Cultural Explorations of Time and Space: Indigenous Australian Artists-in Residence, Conventional Narratives and Children’s Text Creation
Keywords:
My Place, Nadia Wheatley, Donna Rawlins, Who am I? The Diary of Mary Talence, Anita Heiss, land rights, Indigenous Australian land ownershipAbstract
This paper details a project, funded by the University of Ballarat in Victoria, which addresses a local problem of schools' lack of acknowledgement of their being positioned on traditional owners' land. In addressing this issue, I am using two texts, 'My Place' (Wheatley and Rawlins 1987) and 'Who am I? The Diary of Mary Talence' (Heiss 2004) to engage the participants in discussions to make visible what has been invisible; that is, the issue of traditional Indigenous Australian ownership of the land on which the school is placed.
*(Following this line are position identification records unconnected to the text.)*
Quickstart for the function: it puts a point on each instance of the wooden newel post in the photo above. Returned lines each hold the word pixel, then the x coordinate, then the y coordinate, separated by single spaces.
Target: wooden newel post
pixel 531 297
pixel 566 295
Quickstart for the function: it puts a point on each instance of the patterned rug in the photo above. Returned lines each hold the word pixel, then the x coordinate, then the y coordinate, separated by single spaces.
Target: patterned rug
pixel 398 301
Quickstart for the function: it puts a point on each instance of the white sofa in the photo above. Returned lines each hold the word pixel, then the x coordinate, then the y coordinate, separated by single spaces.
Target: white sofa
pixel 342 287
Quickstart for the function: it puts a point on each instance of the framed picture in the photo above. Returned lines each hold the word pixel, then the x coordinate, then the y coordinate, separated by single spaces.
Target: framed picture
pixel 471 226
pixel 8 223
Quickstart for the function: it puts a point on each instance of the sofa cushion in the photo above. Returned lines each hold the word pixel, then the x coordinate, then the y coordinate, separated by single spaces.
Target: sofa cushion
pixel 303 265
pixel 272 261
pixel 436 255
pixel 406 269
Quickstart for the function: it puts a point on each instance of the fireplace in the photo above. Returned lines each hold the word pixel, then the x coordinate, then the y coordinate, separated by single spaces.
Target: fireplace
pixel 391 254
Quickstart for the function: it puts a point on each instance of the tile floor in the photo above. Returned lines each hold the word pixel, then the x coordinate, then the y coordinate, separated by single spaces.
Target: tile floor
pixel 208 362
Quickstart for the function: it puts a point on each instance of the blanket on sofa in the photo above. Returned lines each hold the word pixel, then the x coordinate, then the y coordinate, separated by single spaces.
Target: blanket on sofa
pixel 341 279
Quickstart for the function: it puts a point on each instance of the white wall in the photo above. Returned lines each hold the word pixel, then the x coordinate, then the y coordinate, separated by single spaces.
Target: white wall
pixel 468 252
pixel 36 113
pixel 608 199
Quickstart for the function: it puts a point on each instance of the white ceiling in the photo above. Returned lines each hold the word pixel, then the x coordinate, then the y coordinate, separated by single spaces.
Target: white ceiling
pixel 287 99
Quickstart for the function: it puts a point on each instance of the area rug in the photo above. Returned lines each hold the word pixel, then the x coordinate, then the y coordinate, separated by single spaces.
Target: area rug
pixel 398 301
Taking up notions of deconstruction from poststructuralist theory, I have looked to these texts as ways of disrupting the taken-for-granted occupation of public space, that is, I examine the language used to position the readers and 'yield up the ideologies that inform them' (Bradford 2001, p.9). I will then ask participants to use these understandings to look at their own situation in relation to the space their school occupies. What is examined in this project is the current state of affairs, where the land occupied by schools is owned by the state, and, notionally at least, by the school community of various stakeholders with no sense even of an Indigenous Australian perspective on ways in which relationships with the land may go well beyond concepts of ownership. The project referred to in this paper has not concluded, so I do not report here on any changes that may have occurred. Rather, I report on how I envisage the texts are to be used to make visible issues of land ownership and how and why these particular texts can contribute to this.